Aeolian Hall also featured concerts by leading musical figures such as
Sergei Rachmaninoff,
Ferruccio Busoni and
Ignacy Jan Paderewski, as well as
Paul Whiteman and his Orchestra. The hall is most famous for a concert given by Whiteman's orchestra on
February 12,
1924 titled "An Experiment in Modern Music". Intended to be an educational demonstration on how far American music had progressed in recent decades and how
Jazz could be performed in the concert hall, the concert included a suite by
Victor Herbert and closed with the
Pomp and Circumstance marches by
Edward Elgar. The concert is remembered, however, for the penultimate piece, the
world premiere of
George Gershwin's
Rhapsody in Blue with the composer at the piano,
orchestrated by Whiteman's arranger
Ferde Grofe.
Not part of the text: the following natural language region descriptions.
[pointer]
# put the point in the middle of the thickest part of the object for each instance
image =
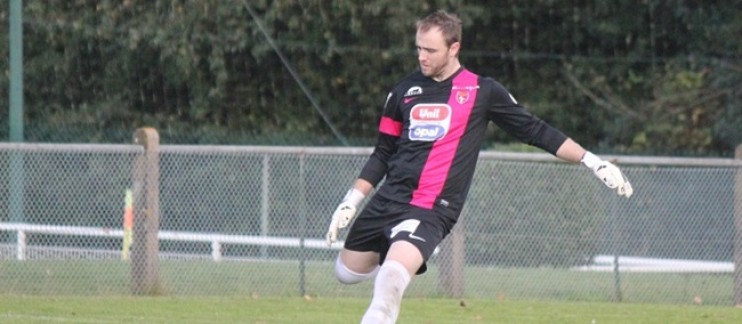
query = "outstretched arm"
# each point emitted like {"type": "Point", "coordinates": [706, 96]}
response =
{"type": "Point", "coordinates": [606, 171]}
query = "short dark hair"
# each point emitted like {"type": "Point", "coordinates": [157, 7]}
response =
{"type": "Point", "coordinates": [449, 23]}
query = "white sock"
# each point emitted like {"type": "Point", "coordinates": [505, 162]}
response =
{"type": "Point", "coordinates": [391, 281]}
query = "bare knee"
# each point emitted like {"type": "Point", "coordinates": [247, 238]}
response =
{"type": "Point", "coordinates": [353, 267]}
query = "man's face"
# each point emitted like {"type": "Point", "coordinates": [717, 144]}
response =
{"type": "Point", "coordinates": [434, 56]}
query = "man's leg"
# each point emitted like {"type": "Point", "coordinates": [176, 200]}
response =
{"type": "Point", "coordinates": [352, 267]}
{"type": "Point", "coordinates": [401, 263]}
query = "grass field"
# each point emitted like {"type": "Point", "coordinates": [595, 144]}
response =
{"type": "Point", "coordinates": [193, 291]}
{"type": "Point", "coordinates": [111, 309]}
{"type": "Point", "coordinates": [285, 279]}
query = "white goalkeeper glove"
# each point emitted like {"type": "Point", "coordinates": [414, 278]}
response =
{"type": "Point", "coordinates": [344, 213]}
{"type": "Point", "coordinates": [609, 174]}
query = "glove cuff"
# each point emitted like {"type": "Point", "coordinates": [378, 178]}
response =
{"type": "Point", "coordinates": [590, 160]}
{"type": "Point", "coordinates": [354, 197]}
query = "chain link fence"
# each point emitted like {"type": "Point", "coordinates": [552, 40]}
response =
{"type": "Point", "coordinates": [250, 220]}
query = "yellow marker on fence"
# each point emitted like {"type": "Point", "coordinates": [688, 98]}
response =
{"type": "Point", "coordinates": [128, 225]}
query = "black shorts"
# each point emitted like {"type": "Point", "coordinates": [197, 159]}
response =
{"type": "Point", "coordinates": [383, 222]}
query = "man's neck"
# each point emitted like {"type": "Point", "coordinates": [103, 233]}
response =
{"type": "Point", "coordinates": [452, 67]}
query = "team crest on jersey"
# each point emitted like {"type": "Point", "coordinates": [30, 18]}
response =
{"type": "Point", "coordinates": [462, 96]}
{"type": "Point", "coordinates": [414, 91]}
{"type": "Point", "coordinates": [429, 122]}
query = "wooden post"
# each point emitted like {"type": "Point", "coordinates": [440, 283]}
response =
{"type": "Point", "coordinates": [146, 191]}
{"type": "Point", "coordinates": [738, 230]}
{"type": "Point", "coordinates": [453, 257]}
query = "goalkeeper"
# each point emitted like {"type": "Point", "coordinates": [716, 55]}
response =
{"type": "Point", "coordinates": [430, 132]}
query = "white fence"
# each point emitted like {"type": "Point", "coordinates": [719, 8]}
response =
{"type": "Point", "coordinates": [21, 230]}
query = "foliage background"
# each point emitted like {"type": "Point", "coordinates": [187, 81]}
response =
{"type": "Point", "coordinates": [634, 77]}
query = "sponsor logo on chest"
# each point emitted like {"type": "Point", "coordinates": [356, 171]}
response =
{"type": "Point", "coordinates": [429, 122]}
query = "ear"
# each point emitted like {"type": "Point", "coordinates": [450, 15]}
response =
{"type": "Point", "coordinates": [453, 50]}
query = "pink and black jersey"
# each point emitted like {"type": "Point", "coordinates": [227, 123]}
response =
{"type": "Point", "coordinates": [430, 135]}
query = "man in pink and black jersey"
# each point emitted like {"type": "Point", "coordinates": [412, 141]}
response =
{"type": "Point", "coordinates": [430, 133]}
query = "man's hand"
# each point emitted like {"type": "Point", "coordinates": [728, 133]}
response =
{"type": "Point", "coordinates": [609, 174]}
{"type": "Point", "coordinates": [343, 214]}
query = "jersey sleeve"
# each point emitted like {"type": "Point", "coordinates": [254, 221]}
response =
{"type": "Point", "coordinates": [510, 116]}
{"type": "Point", "coordinates": [390, 129]}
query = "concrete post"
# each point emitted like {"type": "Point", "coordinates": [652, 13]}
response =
{"type": "Point", "coordinates": [145, 248]}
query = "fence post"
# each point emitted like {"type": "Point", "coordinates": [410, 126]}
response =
{"type": "Point", "coordinates": [738, 231]}
{"type": "Point", "coordinates": [146, 183]}
{"type": "Point", "coordinates": [453, 256]}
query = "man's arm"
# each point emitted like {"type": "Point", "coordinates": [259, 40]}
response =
{"type": "Point", "coordinates": [570, 151]}
{"type": "Point", "coordinates": [606, 171]}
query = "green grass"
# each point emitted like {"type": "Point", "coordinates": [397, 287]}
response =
{"type": "Point", "coordinates": [283, 279]}
{"type": "Point", "coordinates": [123, 309]}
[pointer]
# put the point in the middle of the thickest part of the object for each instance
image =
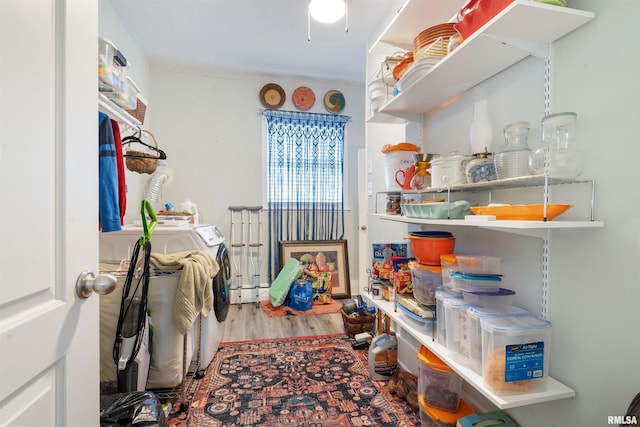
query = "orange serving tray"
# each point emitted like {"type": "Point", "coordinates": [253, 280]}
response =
{"type": "Point", "coordinates": [521, 212]}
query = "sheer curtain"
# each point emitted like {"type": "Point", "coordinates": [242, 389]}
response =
{"type": "Point", "coordinates": [305, 171]}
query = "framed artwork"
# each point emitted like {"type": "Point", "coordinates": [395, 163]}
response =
{"type": "Point", "coordinates": [321, 255]}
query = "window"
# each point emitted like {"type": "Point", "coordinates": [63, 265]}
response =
{"type": "Point", "coordinates": [305, 153]}
{"type": "Point", "coordinates": [305, 178]}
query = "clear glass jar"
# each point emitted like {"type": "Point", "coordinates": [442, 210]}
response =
{"type": "Point", "coordinates": [557, 156]}
{"type": "Point", "coordinates": [513, 158]}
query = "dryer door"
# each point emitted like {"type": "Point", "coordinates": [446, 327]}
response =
{"type": "Point", "coordinates": [221, 285]}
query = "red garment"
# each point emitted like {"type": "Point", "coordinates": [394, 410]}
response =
{"type": "Point", "coordinates": [122, 184]}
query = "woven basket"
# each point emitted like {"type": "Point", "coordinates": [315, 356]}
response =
{"type": "Point", "coordinates": [143, 162]}
{"type": "Point", "coordinates": [357, 324]}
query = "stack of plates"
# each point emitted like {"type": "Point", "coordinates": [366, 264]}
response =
{"type": "Point", "coordinates": [429, 36]}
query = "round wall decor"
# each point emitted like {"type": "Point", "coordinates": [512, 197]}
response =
{"type": "Point", "coordinates": [303, 98]}
{"type": "Point", "coordinates": [272, 95]}
{"type": "Point", "coordinates": [334, 101]}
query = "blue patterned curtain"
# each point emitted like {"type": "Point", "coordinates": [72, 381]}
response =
{"type": "Point", "coordinates": [305, 169]}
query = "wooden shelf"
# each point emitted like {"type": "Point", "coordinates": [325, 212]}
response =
{"type": "Point", "coordinates": [555, 390]}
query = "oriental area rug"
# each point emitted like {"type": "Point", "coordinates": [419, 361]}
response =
{"type": "Point", "coordinates": [283, 310]}
{"type": "Point", "coordinates": [303, 381]}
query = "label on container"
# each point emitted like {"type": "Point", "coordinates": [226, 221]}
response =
{"type": "Point", "coordinates": [524, 361]}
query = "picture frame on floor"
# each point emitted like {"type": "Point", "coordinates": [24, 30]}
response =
{"type": "Point", "coordinates": [321, 255]}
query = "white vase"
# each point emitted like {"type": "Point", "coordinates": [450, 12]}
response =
{"type": "Point", "coordinates": [481, 132]}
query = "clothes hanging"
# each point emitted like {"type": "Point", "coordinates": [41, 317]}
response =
{"type": "Point", "coordinates": [122, 184]}
{"type": "Point", "coordinates": [109, 209]}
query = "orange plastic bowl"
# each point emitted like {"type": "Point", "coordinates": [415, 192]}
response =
{"type": "Point", "coordinates": [427, 250]}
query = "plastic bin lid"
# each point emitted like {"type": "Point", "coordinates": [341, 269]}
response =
{"type": "Point", "coordinates": [511, 325]}
{"type": "Point", "coordinates": [505, 310]}
{"type": "Point", "coordinates": [415, 265]}
{"type": "Point", "coordinates": [446, 417]}
{"type": "Point", "coordinates": [449, 259]}
{"type": "Point", "coordinates": [482, 277]}
{"type": "Point", "coordinates": [443, 294]}
{"type": "Point", "coordinates": [431, 360]}
{"type": "Point", "coordinates": [456, 303]}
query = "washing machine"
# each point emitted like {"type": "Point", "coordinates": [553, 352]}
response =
{"type": "Point", "coordinates": [117, 246]}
This concert is today considered a defining event in the
Jazz Age and the cultural history of
New York City.
In the summer of that year, however, the Aeolian Company sold the building to Schulte Cigar Stores Company for over $5 million, and it hasn't been used as a concert hall since. It still hosted concerts by the International Composers Guild up to January 1926, at least, when the appearance of Black Broadway performer Florence Mills, singing jazz-based pieces by William Grant Still, caused a minor sensation. Today it houses the
State University of New York's State College of Optometry.